Genau vor einem Jahr, am 21. Jänner 2020 hielten wir mit großer Freude und Stolz endlich den sogenannten Seebrief in Händen. Dieser bestätigt nun amtlich, dass wir Eigentümer der Segeljacht “Stella Polare” sind, unser Registerhafen Wien ist und wir berechtigt und verpflichtet sind, die Flagge der Republik Österreich zur See zu führen.
Den Kauf hatten wir ja gut geplant, aber dann kam alles anders. Zwei Tage vor dem Transport von Bremerhaven nach Koper, den wir noch durchziehen konnten, wurden die Rollbalken runtergelassen. Und plötzlich fühlte sich der Besitz einer Yacht nicht mehr wie ein Traum, sondern wie eine Last an. Wir mussten den Liegeplatz umorganisieren, konnten beim Entladen nicht dabei sein und mußten uns darauf verlassen, dass man sich gut um das Schiff kümmert. Erst drei Monate später konnten wir zum ersten Mal die Matratzen in der Bugkabine live testen. Das Corona-Virus hatte uns einfach einen Strich durch die Rechnung gemacht. Wir hatten offenbar einen schlechter Moment für den Kauf einer Yacht erwischt.

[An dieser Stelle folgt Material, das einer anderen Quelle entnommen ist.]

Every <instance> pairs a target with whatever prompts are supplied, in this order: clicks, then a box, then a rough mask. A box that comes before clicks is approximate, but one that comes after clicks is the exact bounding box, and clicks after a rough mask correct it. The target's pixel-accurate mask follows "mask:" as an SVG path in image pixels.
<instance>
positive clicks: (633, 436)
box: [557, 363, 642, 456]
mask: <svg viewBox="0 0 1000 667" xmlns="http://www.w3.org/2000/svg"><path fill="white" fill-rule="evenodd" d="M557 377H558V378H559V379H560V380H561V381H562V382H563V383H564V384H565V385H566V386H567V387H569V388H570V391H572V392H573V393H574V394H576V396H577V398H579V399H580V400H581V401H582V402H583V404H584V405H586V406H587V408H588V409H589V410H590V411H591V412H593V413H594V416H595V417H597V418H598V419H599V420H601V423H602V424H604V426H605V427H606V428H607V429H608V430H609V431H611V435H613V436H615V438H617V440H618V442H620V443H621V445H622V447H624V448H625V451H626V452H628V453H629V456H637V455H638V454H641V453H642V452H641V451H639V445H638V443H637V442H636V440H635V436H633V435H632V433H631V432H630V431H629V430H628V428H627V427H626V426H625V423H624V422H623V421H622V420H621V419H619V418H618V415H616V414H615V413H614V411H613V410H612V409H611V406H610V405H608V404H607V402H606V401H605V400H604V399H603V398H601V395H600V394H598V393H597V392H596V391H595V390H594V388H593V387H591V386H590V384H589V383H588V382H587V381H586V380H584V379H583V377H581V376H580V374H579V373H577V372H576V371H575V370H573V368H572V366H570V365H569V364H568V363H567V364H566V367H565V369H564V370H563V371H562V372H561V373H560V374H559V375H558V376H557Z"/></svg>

Eine Yacht ist sicher keine lukrative finanzielle Investition, aber würden wir in Zeiten wie diesen unser Schiff ohne großen Verlust wieder verkaufen können? Ganz sicher nicht, dachten wir, denn in der Krise hätte man wohl andere Sorgen als sich eine Yacht zu kaufen.
Doch da haben wir uns überraschenderweise gehörig geirrt. 2020 war ein richtiger Boom am Gebrauchtbootmarkt. Lange Jahre war es ein Käufermarkt, der sich plötzlich in einen Verkäufermarkt drehte. Hatte man vor der Pandemie noch eine breite Auswahl an Angeboten und keine Eile, muß man sich nun schnell entscheiden, wird einhellig berichtet. Gute Stücke wären schnell weg, verhandelt würde nicht lange, man sei froh, wenn man zum Zug kommt. Das können das mit einem Blick auf den Markt nur bestätigen. Wir hatten etwa zwei Jahre lang den Markt nach unserem Wunschmodell beobachtet und eine große Auswahl an interessanten Angeboten. Wenn wir heute nach unserem Modell suchen, läßt sich kein vernünftiges Angebot mehr finden. So gesehen haben wir natürlich zum richtigen Zeitpunkt gekauft und wir hatten eine kurze aber wunderschöne erste Saison auf unserer „Stella Polare“.
Der Boom hat uns natürlich überrascht, aber wir können den Wunsch nach einem eigenen Schiff mehr als nachvollziehen. Die Unabhängigkeit und Freiheit auf eigenem Kiel unterwegs zu sein ist unbeschreiblich schön. Die Grenzen, an die man kommt, sind die Grenzen des eigenen Könnens und der eigenen Erfahrungen. Und man muss sich den Elementen und der Natur unterordnen um am Meer zu bestehen. Sehnsüchte, die in Anbetracht von Lockdown, Grenzschließungen und alltäglicher Quarantäne wohl sehr groß geworden sind.
Und vielleicht haben sich gerade jetzt die, die das unendliche Blau von Himmel und Wasser immer schon angezogen hat, die gleiche Frage gestellt wie wir: “Wozu warten?”. Wir haben trotz intensiven Nachdenkens keine schlüssige Antwort darauf gefunden, aber dafür genau das passende Schiff.